Zhang et al. also used APE1 as a mediator in FNA biosensors [25]. They designed an APE1-mediated FNA biosensor that uses a-cyclodextrin-functionalized gold/silica cell-shell nanoparticles to detect the activity of DNA glycosylase hOGG1. The addition of a-cyclodextrin-functionalized gold/silica cell-shell nanoparticles added more recognition sites and dramatically enhanced the recognition sensitivity. The electrochemiluminescence FNA biosensor constructed by this method had a detection range of 2–200 UmL−1 for hOGG1.
Additionally, APE1 was considered to be a biomarker for cancer detection, and it was demonstrated that APE1 was often characteristically overexpressed in a variety of cancer cells such as hepatocellular carcinoma cells and lung cancer cells [142,143,144,145]. This property makes APE1 suitable as a medium for constructing medically relevant FNA biosensors for cancer detection, targeted delivery of cancer drugs, and cancer cell screening [50,146]. In 2016, Zhai et al. reported an even more novel example of cancer cell detection. They designed silica-coated magnetic nanoparticles (SiMNP) based on the physiological properties of APE1. Upon detection, APE1 selectively cleaved the AP site of the avidin-oriented abasic-site-containing DNA strands (AP-DNA) on the SiMNP surface, which resulted in the separation of the fluorescent moiety from the quencher on AP-DNA-SiMNP. The detection of APE1 expression could be performed by measuring the intensity of the released fluorescent signal. They successfully constructed an FNA biosensor to detect APE1 expression in different living cells through AP-DNA-SiMNP, thus achieving rapid and sensitive differentiation between ordinary cells and cancer cells [50]. The study also proposed that linking cancer-treatment-related drugs with AP-DNA-SIMNP could greatly optimize the targeted delivery of drugs. The reason was that the high level of APE1 in cancer cells allowed AP-DNA-SiMNP to rapidly target drug delivery to specific cancer sites [142]. In this way, a more scalable and implementable optimization solution for cancer drug delivery was proposed. In a similar vein, Zhang and coworkers proposed a method to construct an FNA biosensor for cancer detection using APE1 as a mediator through nanocomposites [146]. The nanocomposite material was formed by the combination of single-molecule DNA and graphene quantum dots, which could be used as a probe to bind APE1 through the AP site [50]. After the combination, significant accumulation of fluorescence signals in living cells was generated through repeated enzyme-catalyzed cycles. Ultimately, cancer screening could be performed by measuring the difference in signal intensity [146]. Compared to biosensors constructed by means of the other methods published thus far, the FNA biosensor constructed using this method was able to screen the same type of cells under different cellular conditions [147].

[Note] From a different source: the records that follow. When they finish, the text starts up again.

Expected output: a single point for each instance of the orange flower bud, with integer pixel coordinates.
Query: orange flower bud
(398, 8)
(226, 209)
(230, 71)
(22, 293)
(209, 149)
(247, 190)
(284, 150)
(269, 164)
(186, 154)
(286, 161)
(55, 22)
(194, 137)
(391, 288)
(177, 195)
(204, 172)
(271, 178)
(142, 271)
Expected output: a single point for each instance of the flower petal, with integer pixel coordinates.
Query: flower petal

3.2. Metal-Mediated Mediators
In the use of traditional sensors, metals are usually used as substances to be detected. However, with the development of research in this field, metal-type mediators have gradually entered researchers’ field of vision. At present, the main kinds of metal type mediators are metal–organic frameworks (MOFs), metal nanomaterials, and ionic metals [148,149,150,151,152]. Using metal-type mediators in FNA biosensors can provide high sensitivity, high flexibility, and a wide detection range. Therefore, they have been widely used in the fields of environmental monitoring, food safety, molecular biology, and medicines [27,55,114,153].
3.2.1. The Application of MOFs in Metal Mediators
The MOFs formed through metal–ligand coordination were first proposed by Yaghi in 1995. By designing the interaction between metal nodes and organic ligands, the structure of the MOF can be changed to achieve different functions. Thus, MOFs are commonly used in the fields of molecular adsorption and gas separation [148,154,155]. With the advent of FNA biosensors, the application MOFs as mediators to assist sensors has become a research hotspot. Several studies have revealed that MOFs have been applied in signal amplification strategies, auxiliary probe labeling, and fluorescence quenching [26,51,52].

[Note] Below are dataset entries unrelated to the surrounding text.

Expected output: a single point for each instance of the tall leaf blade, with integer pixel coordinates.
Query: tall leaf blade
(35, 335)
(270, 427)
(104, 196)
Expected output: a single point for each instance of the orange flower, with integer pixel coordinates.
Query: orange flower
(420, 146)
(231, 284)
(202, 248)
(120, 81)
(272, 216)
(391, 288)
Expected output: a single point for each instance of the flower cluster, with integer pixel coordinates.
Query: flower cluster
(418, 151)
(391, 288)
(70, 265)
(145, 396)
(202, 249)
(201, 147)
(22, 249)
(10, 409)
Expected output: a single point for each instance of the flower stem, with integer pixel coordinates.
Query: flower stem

In the utilization of FNA biosensors, MOFs can facilitate FNAs to achieve signal amplification. Xiangdan et al. constructed a method using MOF as a mediator that enables highly sensitive miRNA imaging. They formulated an ATP aptamer loaded with cancer cell membrane (CM)-encapsulated glutathione (GSH)-responsive metal−organic framework (MOF) nanoparticles (NPs) (MOF-H1/H2@CM). The ATP aptamer prevented bio-orthogonal activation of the heterogeneous chain reaction (HCR) in the absence of endogenous ATP. After the miRNA was added, GSH mediated MOF-H1/H2@CM degradation to release the HCR element. Then, endogenous ATP was expressed to bind to the aptamer, which activated the HCR functional element to drive signal amplification. Finally, high-sensitivity imaging of miRNA was achieved [51].
In addition, MOF can also perform the function of fluorescence quencher as a mediator in FNA biosensors. The high catalytic activity of fluorophore-labeled Y-shaped DNAzyme/3D MOF-MoS2NBs allowed them to be used for the high-sensitivity detection of Hg2+, Ni2+, and Ag+. In the presence of the metal ion to be detected, the DNAzyme activity of the Y-shaped DNAzyme was activated to cleave the substrate strand. Then, the quenching of fluorescent groups by 3D MOF-MoS2NBs resulted in a change in the fluorescence signal. Ultimately, fluorescence analysis enabled the sensitive and accurate detection of metal ions. This FNA biosensor achieved excellent sensitivity compared to previously published sensors of the same type and reached detection limits of 0.11 nM, 7.8 μM, and 0.25 nM for Hg2+, Ni2+, and Ag+ [52].
In a recent study, an Fe-MOFs mediator was developed for the detection of thrombin concentrations with an impressive limit of detection of 59.6 fM. A nucleic-acid aptamer signal probe (SP) label with Fe-MOFs was developed in this study, and Fe-MOFs signals were then generated by the recognition of thrombin. Meanwhile, the signal-stabilized [Fe(CN)6]3−/4− electrolyte solution was used as the inner reference probe (IR). Eventually, the ratio of Fe-MOFS-SP and [Fe(CN)6]3−/4−-IR signals could be used to indicate the prothrombin concentration [26].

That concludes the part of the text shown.